The Moon is a Harsh Mistress — Silly Book Challenge, Part 1

I’ve been challenged by a friend on one of the walled garden social media sites to list seven (?) books so that identity thieves can get started figuring out the answers to my security questions. Maybe he’s getting a cut of the take. But I’m too loyal a friend to respond with utter fabrications. The books I list here will be 100% truthful. Trust me.

I’m not sure I understand what the rules for this game are, so (for the first seven books at least) I’ll only post works of fiction.

Number one is obvious. Like, nothing-else-comes-close obvious. To wit, Robert Heinlein’s The Moon is a Harsh Mistress.

Naturally, no sooner did Kevin challenge me to this dumb contest than he stole my thunder, or tried to. Notice, however, that my cover is from a significantly older edition than his. I have an even older one (below), but I don’t read it, to protect the spine. I also have the hardcover, and the Audible book, and Kindle. I even have a PDF of Tim Minear’s script for a movie adaptation.

paperback, harcover, Audible, and Kindle editions.

I first read The Moon is a Harsh Mistress in 9th grade. I almost didn’t. At first, I only read a couple of pages, because the protagonist narrates the book in some kind of weird more-or-less Russian. (Imagine if Lt. Chekov were to dictate all the Captain’s Log entries on Star Trek.) Reading that was work, and I’m opposed to doing that, so I nearly gave up. But my friend Daniel Henderson, who’d already read it, convinced me to make the effort, so I #persisted. And it was worth it.

In P.E., we were playing baseball, so Daniel and I would take positions way out in the outfield and talk about the book. Periodically one of the jocks in class would yell at us that a ball was headed toward the outfield and we’d have to stop and deal with the ball before going back to talking. I remember doing a book report on The Moon is a Harsh Mistress in an English class that year. I don’t remember how the teacher responded, but my grades that semester were 4 C’s and 2 D’s, so it must not have impressed my teacher.

By the time I got to college—which I did, eventually, despite a less than stellar 9th grade GPA—I had probably read it 20 times. I could hand the book to someone and ask them to open it at random and read a sentence, and I would respond with the next one. It’s that good. And I’m that much of a geek.

The technological details haven’t aged well, although they did influence my career. Long before I studied computer science, I had become skeptical of monolithic systems design; a natural alternative for me was the Unix philosophy of small sharp tools, and, later, distributed systems. But Heinlein was usually wrong about the science fiction. (To use Peter Thiel’s language, he was usually too bullish about atoms and, if not bearish then insufficiently bullish, about bits.)

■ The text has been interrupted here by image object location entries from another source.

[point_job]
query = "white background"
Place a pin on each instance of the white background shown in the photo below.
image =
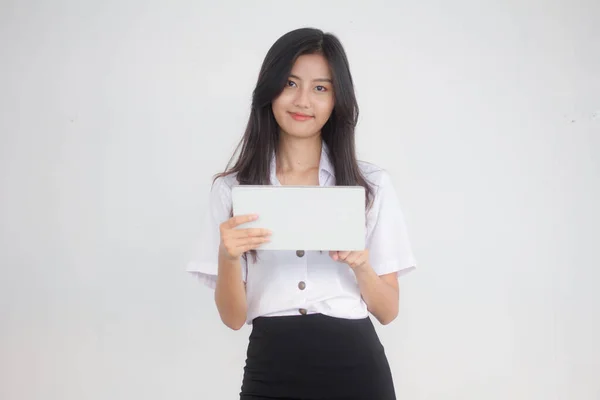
(114, 115)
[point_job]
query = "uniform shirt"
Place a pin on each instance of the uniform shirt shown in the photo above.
(305, 282)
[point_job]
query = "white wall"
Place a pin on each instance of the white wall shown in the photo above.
(115, 114)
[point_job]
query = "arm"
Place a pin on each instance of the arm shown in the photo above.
(230, 293)
(381, 293)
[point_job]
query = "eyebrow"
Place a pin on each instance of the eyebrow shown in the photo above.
(314, 80)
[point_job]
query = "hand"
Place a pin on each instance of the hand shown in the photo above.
(355, 259)
(235, 242)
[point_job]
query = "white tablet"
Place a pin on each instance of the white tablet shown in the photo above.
(305, 217)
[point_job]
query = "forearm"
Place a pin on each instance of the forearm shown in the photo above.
(381, 297)
(230, 293)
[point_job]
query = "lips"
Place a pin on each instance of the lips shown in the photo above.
(300, 116)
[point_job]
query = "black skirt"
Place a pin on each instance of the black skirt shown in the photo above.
(315, 357)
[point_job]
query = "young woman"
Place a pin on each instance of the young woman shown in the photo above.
(312, 336)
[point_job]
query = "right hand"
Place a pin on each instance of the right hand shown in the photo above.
(235, 242)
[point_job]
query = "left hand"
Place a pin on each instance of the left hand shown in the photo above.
(355, 259)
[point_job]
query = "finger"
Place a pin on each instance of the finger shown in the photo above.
(241, 219)
(253, 246)
(253, 241)
(251, 232)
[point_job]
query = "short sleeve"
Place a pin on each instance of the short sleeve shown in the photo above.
(204, 261)
(388, 242)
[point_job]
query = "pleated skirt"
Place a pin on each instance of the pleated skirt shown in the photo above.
(315, 357)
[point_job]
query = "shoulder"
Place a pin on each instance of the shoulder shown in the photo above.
(376, 176)
(221, 187)
(225, 183)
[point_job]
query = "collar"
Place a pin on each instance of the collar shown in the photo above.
(326, 169)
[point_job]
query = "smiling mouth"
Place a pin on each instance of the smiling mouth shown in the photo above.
(300, 116)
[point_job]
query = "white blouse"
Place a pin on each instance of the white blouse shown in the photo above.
(306, 282)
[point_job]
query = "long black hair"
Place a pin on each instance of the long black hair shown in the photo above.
(261, 139)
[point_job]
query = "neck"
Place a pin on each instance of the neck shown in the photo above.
(298, 154)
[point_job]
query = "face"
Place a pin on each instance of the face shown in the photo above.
(307, 100)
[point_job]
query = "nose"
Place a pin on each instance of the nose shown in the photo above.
(302, 99)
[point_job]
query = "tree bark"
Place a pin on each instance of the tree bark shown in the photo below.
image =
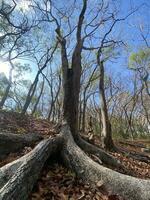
(126, 186)
(19, 177)
(107, 141)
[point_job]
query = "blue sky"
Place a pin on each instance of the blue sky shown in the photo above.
(129, 31)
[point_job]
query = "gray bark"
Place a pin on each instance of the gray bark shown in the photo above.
(128, 187)
(18, 178)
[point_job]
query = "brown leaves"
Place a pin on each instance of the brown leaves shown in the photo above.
(59, 183)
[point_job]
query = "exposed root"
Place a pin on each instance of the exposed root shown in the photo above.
(18, 177)
(128, 187)
(10, 143)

What Heinlein got right was the politics. (I don’t want to spoil it, but TMIAHM is not, despite what you may have heard, or read on the cover of the hardcover edition above, the story of people who set up a libertarian paradise on the moon. Quite the contrary, they destroy one. Because it had to be done. Sigh.)

But Heinlein also raises non-political questions. I’ll mention just two. First, what is a marriage? What constitutes one, what is its purpose, and what support ought society give it? Second, what is a soul? Can an artificial intelligence be alive? If it did, would it have rights? Could it be noble?

If you don’t like this book then, sorry, we just can’t be friends. Have a nice life.